- Parent company: ABC Records
- Founded: 1949
- Founder: Mischa Naida James Grayson Henry Swoboda Henry Gage
- Defunct: 1965
- Status: Inactive
- Genre: Classical
- Country of origin: United States

= Westminster Records =

Westminster Records was an American classical music record label, issuing original recordings until 1965. It was co–founded in 1949 by Mischa Naida (who later founded Musical Heritage Society), the owner of the Westminster Record Shop in New York City, businessman James Grayson (1897–1980), conductor Henry Swoboda, and Henry Gage. Its trademark was Big Ben and its slogan was "natural balance", referring to its single microphone technique.

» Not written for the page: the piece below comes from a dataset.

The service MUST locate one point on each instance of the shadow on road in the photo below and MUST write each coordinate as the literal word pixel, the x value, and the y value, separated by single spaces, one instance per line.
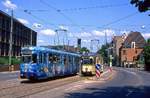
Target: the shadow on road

Early on, Westminster recordings were technically superior to most others available, and the label became popular among the growing community of audiophiles. In the late 1950s, the company began issuing stereophonic recordings, including a rare disc of the music of Swedish composer Hugo Alfvén (1872–1960), conducted by the composer. The "Westminster Laboratory" (W-Lab) series of classical recordings were technically superior to other brands and sold at higher price than the regular Westminster issues.

The company was sold in the early 1960s to ABC-Paramount, which at first continued to issue new material (as well as reissuing old recordings on the "Westminster Gold" label). Westminster ceased issuing new (original) recordings in 1965. Beginning in 1970, ABC's "Westminster Gold" reissues, including a new "Best Of" composers series, sported new eye-catching sleeve designs that used whimsy and humor to garner lucrative sales from high school and college-age classical music aficionados.

MCA Records acquired the Westminster catalog when it purchased ABC Records in 1979. While continuing to distribute ABC's catalogue of classical music LPs, MCA hired former ABC classical department head John Sievers to establish its own MCA classical music department. The next year, MCA reissued much of the classical music back catalogues of Command, Decca, and ABC/Westminster Records on the "MCA Westminster" label.

The Westminster recordings, as well as the rest of the MCA classical music catalogue, are currently managed by Deutsche Grammophon.